L’humour noir est ici à l’extrémité de ses potentialités, au sommet de son art et dans la plus extrême tension de son arc. Et si l’on rit, si l’on tremble, si l’on s’émeut, on a tout de même immédiatement la certitude que l’on est dans le domaine de l’art, de l’esthétique, de la conception, de la composition et de l’invention fulgurante. Gruss, c’est l’iconoclaste élevé au rang d’artiste, le blasphème porté à l’état de poésie, c’est le sacrilège sacré. Et cet inconcevable et hilarant théâtre du cimetière, ce fantastique, poignant et macabre cirque Gruss constitue l’une de mes plus déconcertantes et faramineuses découvertes, il me rappelle la vocation la plus haute et la plus noble de l’humour : foutre le cul par terre, les quatre fers en l’air, le cavalier perché sur le cheval du sérieux. Et dans ce violent et imparable attentat contre la rigidité cadavérique du sérieux, la femme artiste s’est adjoint les services de la grâce, de la tendresse et de la poésie.

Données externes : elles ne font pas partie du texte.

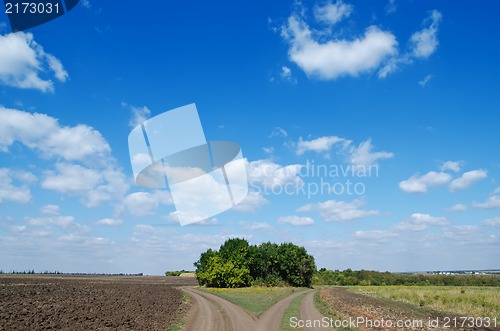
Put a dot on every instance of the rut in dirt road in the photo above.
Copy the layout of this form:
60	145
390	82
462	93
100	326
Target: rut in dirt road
211	312
308	312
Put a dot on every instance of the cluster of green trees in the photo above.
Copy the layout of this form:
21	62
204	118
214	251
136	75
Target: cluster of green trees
349	277
238	264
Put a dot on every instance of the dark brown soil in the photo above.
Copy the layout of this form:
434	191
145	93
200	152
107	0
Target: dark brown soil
354	305
89	303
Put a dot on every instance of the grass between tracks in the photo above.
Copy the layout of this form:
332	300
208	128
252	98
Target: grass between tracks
293	310
466	300
254	299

Jamais la gifle et la caresse ne se sont aussi intimement, aussi amoureusement associées. Voici l’un des plus merveilleux scandales qu’il m’ait été donné de voir. La beauté mène à tout, à condition d’y avoir accès. Voici un accès formidablement déroutant.
Sabrina Gruss est un oxymore vivant, un oxymore ludique et tragique, c’est un croque-mort ballerin et fildefériste. Elle fait du fil de fer sur un élastique, de la balançoire en haut de la falaise. Sabrina Gruss est une embaumeuse de fantômes, une défaiseuse d’anges, c’est une revenante qui s’en va sur ses pas, c’est un être qui taille des linceuls et des costards dans la soie, la soierie, la soie quand elle rit de tous ses ourlets. Je pressens qu’une vielle souffrance, une lancinante hantise infusent au fond d’elle sur un air de violon qui rit et qui pleure, un violon-toupie, un crincrin de Crémone. Sabrina Gruss est un clown de funérarium, elle dérange, elle colle son joli pied au cul du rang. C’est une élégante pleureuse au nez rouge. Le chagrin et le désir d’amuser font les nez rouges. C’est une beauté, dirait-on, et il ne m’étonne pas qu’il faille être belle, supérieurement belle pour engendrer ceci. Elle a la gravité du hareng saur de Charles Cros, elle erre un peu sous les gibets de la ballade des pendus de Villon, devant les clôtures électrifiées d’Auschwitz, devant les monstrueuses impasses du monde et ses pelures de bananes. C’est une fée à l’envers, à rebours, retroussée comme la lèvre d’un sourire étrange. C’est une Joconde qui affiche son énigme. C’est un mystère passionnant.